Translation:The battery is almost dead; where is the charger?

July 9, 2020



I chose "the battery is almost finished" but that was also rejected. I think all correct answers should be accepted. Rejecting "empty" or "finished" as the wrong answer is not the right thing to do in an exercise intended to assess Finnish comptehension!


Just to chip in as a UK bred native english speaker, YMMV but clearly all of empty, dead, low and flat should be acceptable variations.

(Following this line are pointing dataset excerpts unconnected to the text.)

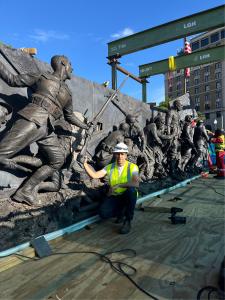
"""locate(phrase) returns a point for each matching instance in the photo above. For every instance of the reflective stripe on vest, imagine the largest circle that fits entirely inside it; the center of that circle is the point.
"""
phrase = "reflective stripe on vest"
(125, 176)
(220, 146)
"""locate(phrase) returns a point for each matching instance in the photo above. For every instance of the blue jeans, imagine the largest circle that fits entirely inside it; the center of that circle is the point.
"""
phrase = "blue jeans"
(119, 206)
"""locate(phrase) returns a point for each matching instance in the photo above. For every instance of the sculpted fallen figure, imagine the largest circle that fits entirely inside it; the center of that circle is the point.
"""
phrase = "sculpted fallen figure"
(51, 100)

I used "gone" instead of "dead" and it too was rejected. I don't think "loppu" literally means "dead", so why be so strict on the translation?


how would the literal translation of "something is dead" work in finnish? would it sound weird to use that same expression in finnish as well or is "loppu" the most common or only way to describe it? :)


Kuolla, "to die" would be the verb used for the death of a living thing. The simplest way would be, "se kuoli", it died.


Like the Nowegoan blue?


How about "The battery has almost no power"?


As a native English speaker I disagree with okapia. Virtually everyone, at least in the US, uses "dead battery" to refer to either a drained rechargeable one, or dry cells that have run out of power. The former gets recharged, the latter get discarded.


It is not an English lesson, after all. Please accept all the expressions which make sense at least to some people. I find 'dead' a strange expression here as well.


Well, it's a perfectly normal way of describing a flat, empty, exhausted or low battery or accumulator - as Damien noted earlier.